Frome était exaspéré par ce ton goguenard ; mais la voix de la jeune fille répondit, incrédule et gaie :

— Et que vient faire ici le cutter de votre père ?

— Mais, il nous attend pour faire un tour. J’ai sorti le poulain rouan. Je me doutais bien que nous allions nous promener ce soir, fit Eady, essayant de mettre une note sentimentale dans sa voix de jeune coq.
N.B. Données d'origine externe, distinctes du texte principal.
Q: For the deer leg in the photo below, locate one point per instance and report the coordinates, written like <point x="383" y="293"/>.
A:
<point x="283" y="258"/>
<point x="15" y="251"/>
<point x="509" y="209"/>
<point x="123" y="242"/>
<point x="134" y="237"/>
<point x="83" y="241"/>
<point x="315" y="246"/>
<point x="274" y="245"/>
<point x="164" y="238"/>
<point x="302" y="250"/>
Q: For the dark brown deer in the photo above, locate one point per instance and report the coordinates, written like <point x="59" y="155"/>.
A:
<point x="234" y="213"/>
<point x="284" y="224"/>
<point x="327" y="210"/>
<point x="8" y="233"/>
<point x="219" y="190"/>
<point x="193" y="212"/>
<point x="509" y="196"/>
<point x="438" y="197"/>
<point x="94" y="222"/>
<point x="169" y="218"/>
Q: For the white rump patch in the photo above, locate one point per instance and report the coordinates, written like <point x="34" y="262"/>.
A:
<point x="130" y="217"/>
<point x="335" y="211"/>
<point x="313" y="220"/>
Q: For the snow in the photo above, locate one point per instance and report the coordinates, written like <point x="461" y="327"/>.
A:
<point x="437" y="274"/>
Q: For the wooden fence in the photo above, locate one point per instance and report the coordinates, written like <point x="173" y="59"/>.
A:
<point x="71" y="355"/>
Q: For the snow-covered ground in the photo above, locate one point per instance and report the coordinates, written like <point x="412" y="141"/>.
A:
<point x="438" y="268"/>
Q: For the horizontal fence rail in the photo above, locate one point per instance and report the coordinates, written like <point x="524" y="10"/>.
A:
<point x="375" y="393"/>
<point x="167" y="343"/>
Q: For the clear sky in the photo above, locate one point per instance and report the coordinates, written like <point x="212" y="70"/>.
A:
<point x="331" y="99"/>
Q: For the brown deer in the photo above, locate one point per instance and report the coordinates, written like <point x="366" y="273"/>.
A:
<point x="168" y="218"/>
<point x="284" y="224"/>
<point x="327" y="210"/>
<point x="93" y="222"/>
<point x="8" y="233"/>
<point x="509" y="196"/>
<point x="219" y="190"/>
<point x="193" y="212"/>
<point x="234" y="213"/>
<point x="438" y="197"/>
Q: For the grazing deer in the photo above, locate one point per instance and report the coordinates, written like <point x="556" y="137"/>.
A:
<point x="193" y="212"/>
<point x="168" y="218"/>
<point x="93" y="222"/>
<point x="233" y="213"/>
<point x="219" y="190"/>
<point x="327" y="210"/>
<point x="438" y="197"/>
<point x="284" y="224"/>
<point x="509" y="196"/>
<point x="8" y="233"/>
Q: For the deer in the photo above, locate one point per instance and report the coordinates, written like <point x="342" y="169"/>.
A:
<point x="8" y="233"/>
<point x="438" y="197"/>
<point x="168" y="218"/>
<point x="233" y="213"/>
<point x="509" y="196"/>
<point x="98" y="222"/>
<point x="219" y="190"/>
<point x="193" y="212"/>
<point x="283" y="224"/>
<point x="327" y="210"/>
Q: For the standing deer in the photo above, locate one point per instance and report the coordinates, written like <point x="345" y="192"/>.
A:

Mattie semblait balancer. Frome vit qu’elle roulait le bout de son écharpe autour de ses doigts. Pour rien au monde il n’eût bougé, mais il sentait toute son existence suspendue au prochain geste de la jeune fille.

— Attendez une minute : je vais détacher le poulain, lui cria Denis, se dirigeant vers le hangar.

Elle demeura immobile, le regardant s’éloigner dans une attitude d’attente tranquille. Frome, dans sa cachette, en souffrait profondément. Il remarqua que pas une seule fois elle ne tournait la tête pour découvrir dans la nuit noire une autre silhouette. Elle laissa Denis Eady sortir le cheval, monter sur le traîneau et relever la peau d’ours pour lui faire place. Puis, brusquement, elle fit volte-face et courut vers

  1. Petit traîneau léger à deux places.